ECLI:NL:GHAMS:2015:3049
Gerechtshof Amsterdam
- Hoger beroep
- Rechtspraak.nl
Schorsing van een gerechtsdeurwaarder wegens ernstige financiële tekortkomingen en schending van regelgeving
In deze zaak heeft het Gerechtshof Amsterdam op 21 juli 2015 uitspraak gedaan in hoger beroep tegen de beslissing van de kamer voor gerechtsdeurwaarders te Amsterdam. De gerechtsdeurwaarder, die in deze procedure als appellant optreedt, is geschorst voor een periode van zes maanden op basis van artikel 38 lid 1 van de Gerechtsdeurwaarderswet (Gdw). Deze schorsing volgde op een onderzoek door het Bureau Financieel Toezicht (BFT), waaruit ernstige financiële tekortkomingen naar voren kwamen. Het BFT constateerde een bewaringstekort op de derdengeldrekening van meer dan € 300.000,- en een negatieve liquiditeitspositie. Bovendien bleek dat 94% van de zaken die de gerechtsdeurwaarder behandelde afkomstig waren van één enkele opdrachtgever, wat de kwetsbaarheid van zijn financiële positie onderstreepte.

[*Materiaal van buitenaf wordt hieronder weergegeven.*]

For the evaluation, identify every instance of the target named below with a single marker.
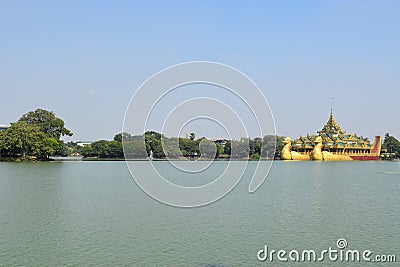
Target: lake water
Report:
(94, 214)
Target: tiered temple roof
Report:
(333, 138)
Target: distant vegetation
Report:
(151, 145)
(36, 135)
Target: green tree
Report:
(122, 136)
(87, 151)
(47, 122)
(115, 149)
(26, 140)
(100, 149)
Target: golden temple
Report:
(331, 143)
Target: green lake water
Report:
(94, 214)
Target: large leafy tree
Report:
(36, 133)
(47, 122)
(22, 139)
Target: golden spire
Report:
(331, 126)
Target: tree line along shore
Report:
(37, 136)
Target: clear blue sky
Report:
(84, 59)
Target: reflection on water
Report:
(92, 213)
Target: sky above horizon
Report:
(84, 60)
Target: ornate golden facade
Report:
(331, 143)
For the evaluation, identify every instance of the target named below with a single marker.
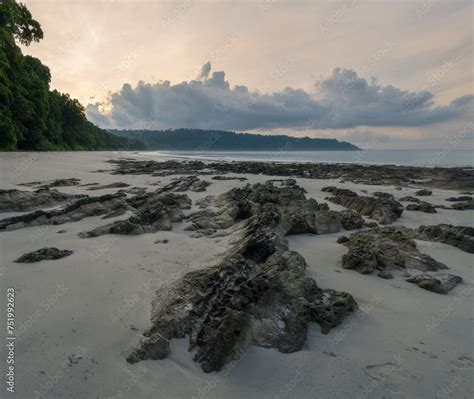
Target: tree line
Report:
(33, 117)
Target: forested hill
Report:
(31, 116)
(217, 140)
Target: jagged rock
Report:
(461, 237)
(342, 239)
(450, 178)
(289, 182)
(423, 192)
(384, 273)
(111, 185)
(43, 254)
(459, 199)
(77, 210)
(380, 194)
(220, 177)
(23, 201)
(54, 183)
(383, 210)
(409, 198)
(186, 183)
(439, 283)
(463, 206)
(387, 248)
(258, 294)
(422, 206)
(156, 215)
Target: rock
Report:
(43, 254)
(187, 183)
(220, 177)
(462, 206)
(24, 201)
(423, 192)
(439, 283)
(461, 198)
(54, 183)
(385, 274)
(387, 248)
(448, 178)
(383, 210)
(370, 224)
(380, 194)
(422, 206)
(409, 198)
(342, 239)
(258, 293)
(461, 237)
(156, 215)
(106, 186)
(77, 210)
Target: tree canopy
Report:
(32, 117)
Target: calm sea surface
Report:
(429, 158)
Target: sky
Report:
(380, 74)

De gerechtsdeurwaarder had eerder een beroepschrift ingediend tegen de beslissing van de kamer van 31 maart 2015, waarin hij met onmiddellijke ingang was geschorst. Tijdens de behandeling van de zaak op 19 juni 2015 heeft de gerechtsdeurwaarder zijn standpunt toegelicht, maar het hof oordeelde dat de schorsing terecht was opgelegd gezien de ernst van de geconstateerde tekortkomingen. Het hof bevestigde de beslissing van de kamer en oordeelde dat de gerechtsdeurwaarder geen relevante argumenten had aangedragen tegen de schorsing.
De uitspraak benadrukt de noodzaak voor gerechtsdeurwaarders om te voldoen aan de wettelijke vereisten en de gevolgen van financiële misstanden. Het hof heeft de beslissing in het openbaar uitgesproken, waarmee de transparantie van de rechtspraak wordt gewaarborgd.